В воскресенье рванули как-то ненароком в деревню, а в общем-то… — ты отмахиваешься.— А ряшка-то лоснится, — я раздуваю щеки.
— У утопленников тоже. И синеет. Нет, конечно набегает кое-что. А долго ли так протянешь? Мы тут наметились на лето слегка смотаться на все четыре стороны. Так основательно — на месяц. Дом, детей, собаку эту страшную спихнем мамаше, и покатили… Вот, единственная радость осталась… — твой взгляд застывает на опустевшем бокале.
— Так что ж… — я хватаюсь за бутылку.
— Медлить нельзя!
Приняли.
— Хоро-о-ош, — ты встряхиваешься. — Докладывай, твоя очередь!
— Это что же, так-таки и докладывать?
— Ну что ты, впервые замужем? — ты стискиваешь зубы и сжимаешь кулаки. — Как жизнь половая?
Я поперхиваюсь. Ты хлопаешь мне по спине и хохочешь надрываясь. И ты давненько не сиживал так на крыльце, блаженно погрузившись в собственную тупость.
— Какая жизнь! Я уж и забыл, как женщины выглядят. Весь день на работе, по вечерам долбаю немецкий: тут светит в одну совместную контору юристом затесаться… По выходным — на участке. К зиме дом под крышу подвести должен. Пашу, как зверь. А что касается половой жизни, тут надо держать себя в руках, — я многозначительно развожу ладони.
Хихикаем до упаду. Семейные остроты. Хорошо нам в своей тарелке. В последнее время как-то приходится изо дня в день разговаривать с кем-то о чем-то. Будто речь — какое-то средство коммуникации. Вот и вызревает потребность приволочься к тебе и поговорить о нечём. Для души. И вспомнить, что дар речи — это игрушка.
Распахивается дверь:
— Господа! К столу!
Сидим, чавкаем, треплемся. Но не так, как на крыльце. Нас уже трое. Разговоры больше клонят к делам и быту. Ты взял пухлые папки с какими-то деловыми бумагами. Время от времени что-то спрашиваешь, и я с умным лицом консультирую. Хоть какой-нибудь толк от меня.
— И ты так запросто веришь всему, что он несет? — она, прищурившись, спрашивает тебя. Она сегодня в ударе. Кокетничает.
— Мм-м… Да-а, — ты мурлыкаешь про себя. Не понятно, дошел ли вообще до тебя ее вопрос.

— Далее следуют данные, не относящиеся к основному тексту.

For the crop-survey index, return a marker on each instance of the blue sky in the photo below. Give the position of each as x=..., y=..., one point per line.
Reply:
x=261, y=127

Всем телом овладает теплый хмель и чарующая лень. Хорошо так посидеть, не напрягаясь. Неохота думать о делах. Язык невольно настраивается на легкий флирт. Вот и твоя жена рядом. Не женщина, что ли?

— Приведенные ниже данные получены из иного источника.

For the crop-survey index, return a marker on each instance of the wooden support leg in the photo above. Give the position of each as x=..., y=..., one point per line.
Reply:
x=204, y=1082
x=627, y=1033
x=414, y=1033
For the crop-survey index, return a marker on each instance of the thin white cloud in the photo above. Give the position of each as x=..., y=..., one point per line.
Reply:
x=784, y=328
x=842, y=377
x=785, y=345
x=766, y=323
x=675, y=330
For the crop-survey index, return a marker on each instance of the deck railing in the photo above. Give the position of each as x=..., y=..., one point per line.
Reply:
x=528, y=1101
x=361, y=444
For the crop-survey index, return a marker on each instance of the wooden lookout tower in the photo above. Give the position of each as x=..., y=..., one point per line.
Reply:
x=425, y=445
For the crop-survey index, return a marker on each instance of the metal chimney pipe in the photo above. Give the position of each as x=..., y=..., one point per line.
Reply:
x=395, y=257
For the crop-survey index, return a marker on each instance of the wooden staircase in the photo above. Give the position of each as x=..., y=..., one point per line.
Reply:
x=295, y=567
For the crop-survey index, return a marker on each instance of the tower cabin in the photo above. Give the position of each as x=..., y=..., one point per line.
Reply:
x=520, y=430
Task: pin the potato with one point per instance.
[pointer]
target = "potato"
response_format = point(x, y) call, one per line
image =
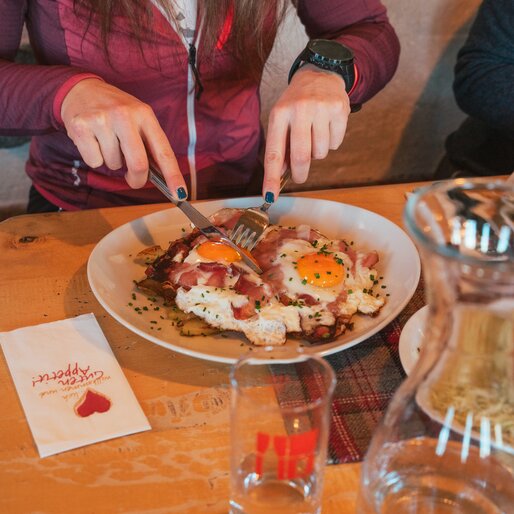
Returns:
point(148, 255)
point(197, 327)
point(175, 314)
point(150, 286)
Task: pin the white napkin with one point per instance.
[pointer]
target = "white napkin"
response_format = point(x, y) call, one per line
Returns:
point(71, 387)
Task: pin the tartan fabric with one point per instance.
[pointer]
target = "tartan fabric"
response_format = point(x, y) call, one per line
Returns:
point(368, 375)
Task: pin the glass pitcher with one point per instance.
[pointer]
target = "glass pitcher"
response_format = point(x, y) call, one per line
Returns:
point(446, 443)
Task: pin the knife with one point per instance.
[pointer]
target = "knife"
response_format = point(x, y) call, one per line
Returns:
point(197, 218)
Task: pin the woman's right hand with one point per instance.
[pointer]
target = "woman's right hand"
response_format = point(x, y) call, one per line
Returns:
point(111, 127)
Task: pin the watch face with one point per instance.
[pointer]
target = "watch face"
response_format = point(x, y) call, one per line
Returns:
point(326, 51)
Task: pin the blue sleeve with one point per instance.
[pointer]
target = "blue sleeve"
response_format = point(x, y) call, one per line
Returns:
point(484, 73)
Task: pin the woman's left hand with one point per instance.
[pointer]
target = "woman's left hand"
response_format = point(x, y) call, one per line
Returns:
point(308, 120)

— Послушай, рябчик! — я обращаюсь к ней. — Ну, на кой лад он тебе, это тупое, равнодушное животное?
Это о тебе. А ты и глазом не моргнул, весь в своих таблицах.
— Это точно! — она радостно поддакивает. — Что ни вечер, роется, как крот, в своих бумагах. По-моему, он вообще в жене не нуждается.
— Я ведь заранее предлагал: вышла бы за меня. — Это не ложь. Такой упрек, должно быть, любая от меня слыхала. — Я же неправдоподобно внимателен.
— А я что, спорю? — она тяжело вздыхает и поднимает глаза на тебя. — Но помнишь, он тогда не таким был. — Она весело пихает тебя в бок. — Эй! Правда же, не таким!